Disclaimer: These comments are the writer’s own and do not necessarily reflect the current opinions and policies of the Real Estate Institute of Western Australia.
Late last year, the Fair Work Commission (FWC) quietly decided to change the nature of how Real Estate Sales Agents were to be employed in Australia. Most folk are probably aware that – particularly in Western Australia – those engaged in selling property need to be licensed and are remunerated by commission payments upon the successful settlement of property they’re appointed to sell.
Typically, sales agents in WA are employed on a “commission only” basis whereupon the licensed Agent – the employer – shares the commission with the sales representative who, in most states, must be an employee. The decision of the FWC, which comes into effect on 2nd April, will make the employment of sales representatives on this basis far more difficult and will inevitably bring the careers of many sales reps to a premature end.
After the 2nd April, employers of sales representatives paid by commission only (such as myself) will be obliged to ensure their staff meet a “minimum income threshold test” (MITT) on the anniversary of their employment. An employee will need to earn in commissions 125% of the minimum Award wage each year (about $52,000) in order to continue as a commission-only employee. At Perth’s median house price of $520,000, assessed on average commissions paid and the share thereof, that’s about 11 sales a year. Average earnings of sales representatives in WA are currently about $45,000 per annum. Most of these reps will simply lose their jobs.

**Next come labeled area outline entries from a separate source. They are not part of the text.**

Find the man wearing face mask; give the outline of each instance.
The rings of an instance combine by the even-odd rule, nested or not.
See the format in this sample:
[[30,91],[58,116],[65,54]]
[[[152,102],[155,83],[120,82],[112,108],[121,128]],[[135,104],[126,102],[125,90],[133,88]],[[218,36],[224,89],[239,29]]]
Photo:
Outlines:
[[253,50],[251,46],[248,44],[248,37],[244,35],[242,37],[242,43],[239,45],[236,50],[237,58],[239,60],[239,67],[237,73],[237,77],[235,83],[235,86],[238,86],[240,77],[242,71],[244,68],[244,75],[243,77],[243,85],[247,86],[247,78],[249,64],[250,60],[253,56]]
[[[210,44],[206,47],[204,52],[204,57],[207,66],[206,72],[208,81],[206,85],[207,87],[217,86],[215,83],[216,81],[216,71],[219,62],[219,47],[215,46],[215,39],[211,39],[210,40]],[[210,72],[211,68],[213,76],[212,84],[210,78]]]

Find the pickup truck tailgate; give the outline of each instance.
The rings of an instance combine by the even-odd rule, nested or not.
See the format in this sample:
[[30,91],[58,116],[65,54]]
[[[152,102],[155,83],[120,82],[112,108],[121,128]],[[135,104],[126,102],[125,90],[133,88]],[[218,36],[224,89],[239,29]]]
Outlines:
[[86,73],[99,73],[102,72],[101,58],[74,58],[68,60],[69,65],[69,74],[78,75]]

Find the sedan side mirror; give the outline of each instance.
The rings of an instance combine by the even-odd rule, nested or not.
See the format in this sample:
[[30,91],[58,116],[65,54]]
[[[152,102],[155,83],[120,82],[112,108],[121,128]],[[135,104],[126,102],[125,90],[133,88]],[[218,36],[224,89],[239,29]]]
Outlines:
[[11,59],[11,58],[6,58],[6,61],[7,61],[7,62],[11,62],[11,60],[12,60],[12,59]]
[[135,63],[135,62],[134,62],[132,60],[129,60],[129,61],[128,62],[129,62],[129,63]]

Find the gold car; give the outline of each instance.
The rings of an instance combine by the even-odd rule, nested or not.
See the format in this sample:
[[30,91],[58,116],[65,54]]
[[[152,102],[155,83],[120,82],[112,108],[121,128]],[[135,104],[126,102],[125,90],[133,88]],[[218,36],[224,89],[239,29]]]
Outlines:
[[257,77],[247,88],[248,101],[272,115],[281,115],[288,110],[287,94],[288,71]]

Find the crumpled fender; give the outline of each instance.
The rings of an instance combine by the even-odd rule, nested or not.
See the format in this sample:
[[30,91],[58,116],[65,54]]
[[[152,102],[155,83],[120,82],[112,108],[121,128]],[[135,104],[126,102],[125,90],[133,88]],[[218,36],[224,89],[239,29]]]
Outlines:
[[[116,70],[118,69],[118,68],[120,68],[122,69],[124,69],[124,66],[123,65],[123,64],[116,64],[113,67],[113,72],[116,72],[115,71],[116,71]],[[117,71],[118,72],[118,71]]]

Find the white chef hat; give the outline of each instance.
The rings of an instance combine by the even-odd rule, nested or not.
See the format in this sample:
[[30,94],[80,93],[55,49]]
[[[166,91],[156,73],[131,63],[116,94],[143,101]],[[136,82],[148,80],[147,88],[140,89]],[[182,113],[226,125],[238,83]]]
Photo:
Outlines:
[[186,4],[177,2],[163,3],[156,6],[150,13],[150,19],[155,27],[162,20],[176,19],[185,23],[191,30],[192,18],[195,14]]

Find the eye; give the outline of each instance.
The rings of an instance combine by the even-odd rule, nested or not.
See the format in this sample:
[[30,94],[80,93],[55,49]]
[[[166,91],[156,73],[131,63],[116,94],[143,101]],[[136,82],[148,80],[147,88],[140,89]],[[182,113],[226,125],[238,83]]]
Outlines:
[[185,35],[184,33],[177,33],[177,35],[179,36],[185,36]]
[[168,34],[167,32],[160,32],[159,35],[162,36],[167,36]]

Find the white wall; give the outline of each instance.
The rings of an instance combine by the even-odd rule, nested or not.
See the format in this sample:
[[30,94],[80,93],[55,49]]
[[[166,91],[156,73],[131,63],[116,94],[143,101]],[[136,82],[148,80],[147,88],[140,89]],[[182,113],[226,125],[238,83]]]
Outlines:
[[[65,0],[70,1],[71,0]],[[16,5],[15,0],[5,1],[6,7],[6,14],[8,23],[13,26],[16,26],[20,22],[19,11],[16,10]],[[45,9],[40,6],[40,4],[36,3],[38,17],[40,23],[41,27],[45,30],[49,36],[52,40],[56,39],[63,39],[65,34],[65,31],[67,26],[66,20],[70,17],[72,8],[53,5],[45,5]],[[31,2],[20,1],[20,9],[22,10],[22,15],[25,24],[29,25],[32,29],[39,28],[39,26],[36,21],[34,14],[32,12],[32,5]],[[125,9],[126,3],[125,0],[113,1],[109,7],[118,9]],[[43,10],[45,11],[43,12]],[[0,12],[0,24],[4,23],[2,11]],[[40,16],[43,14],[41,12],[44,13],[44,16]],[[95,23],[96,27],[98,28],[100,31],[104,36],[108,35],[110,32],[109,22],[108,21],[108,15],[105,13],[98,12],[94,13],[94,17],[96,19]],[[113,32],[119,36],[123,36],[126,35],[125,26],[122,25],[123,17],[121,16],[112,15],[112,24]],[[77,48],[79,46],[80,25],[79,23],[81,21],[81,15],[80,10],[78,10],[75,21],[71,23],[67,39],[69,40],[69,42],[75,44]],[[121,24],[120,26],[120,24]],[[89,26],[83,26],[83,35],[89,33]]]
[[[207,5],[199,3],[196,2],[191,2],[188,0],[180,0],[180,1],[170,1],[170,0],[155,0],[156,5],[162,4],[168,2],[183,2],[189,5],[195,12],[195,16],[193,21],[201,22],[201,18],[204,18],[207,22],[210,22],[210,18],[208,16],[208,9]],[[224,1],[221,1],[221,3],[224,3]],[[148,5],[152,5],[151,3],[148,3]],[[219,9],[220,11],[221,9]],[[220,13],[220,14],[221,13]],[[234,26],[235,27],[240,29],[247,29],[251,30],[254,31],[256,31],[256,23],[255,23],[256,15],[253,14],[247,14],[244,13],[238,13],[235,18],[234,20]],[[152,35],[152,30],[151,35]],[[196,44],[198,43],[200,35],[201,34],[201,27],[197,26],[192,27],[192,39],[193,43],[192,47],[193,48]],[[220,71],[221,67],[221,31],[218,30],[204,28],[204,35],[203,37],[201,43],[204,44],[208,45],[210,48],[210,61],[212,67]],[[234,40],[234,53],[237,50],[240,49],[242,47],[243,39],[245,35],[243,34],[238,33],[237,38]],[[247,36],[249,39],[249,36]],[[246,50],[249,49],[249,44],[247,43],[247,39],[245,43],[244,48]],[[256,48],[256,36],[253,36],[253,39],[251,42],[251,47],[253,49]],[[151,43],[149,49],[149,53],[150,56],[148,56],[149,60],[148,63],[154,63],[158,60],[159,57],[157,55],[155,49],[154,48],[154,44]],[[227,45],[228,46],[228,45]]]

Agent employers will usually not risk the cost of paying retainers to sales reps in the event they leave prior to selling sufficient property to recover the cost of the retainers paid. There are plenty of experienced, moderately performing sales reps caring for the needs of their clients perfectly well. Many of them are close to retirement, happily “keeping their hand in” and topping up their superannuation. Thanks to the unionist based in South Australia with fewer than 20 members who brought the action before the FWC, these honest, long-serving sales agents will inevitably lose their jobs because their employers cannot afford to move them to a retainer based salary.
Reps that have an “off year” are also in the firing line with those who dip below the threshold unable to continue on comm-only. Bizarrely, if a rep has made the MITT within the last three years, they can be employed elsewhere on comm-only but can’t stay at their current employer on the same arrangement! And, “What happens if I go on paternity leave?” I was recently asked. Employers are obliged to leave open the job for 12 months in such situations but the rep is unable to return on the same employment standards as comm-only. It would appear the FWC didn’t consider that.
It’s evident the FWC thought they were improving the employment conditions of selling agents; sadly, their decision has inadvertently lead to the premature end of many long-term contributors to the real estate industry.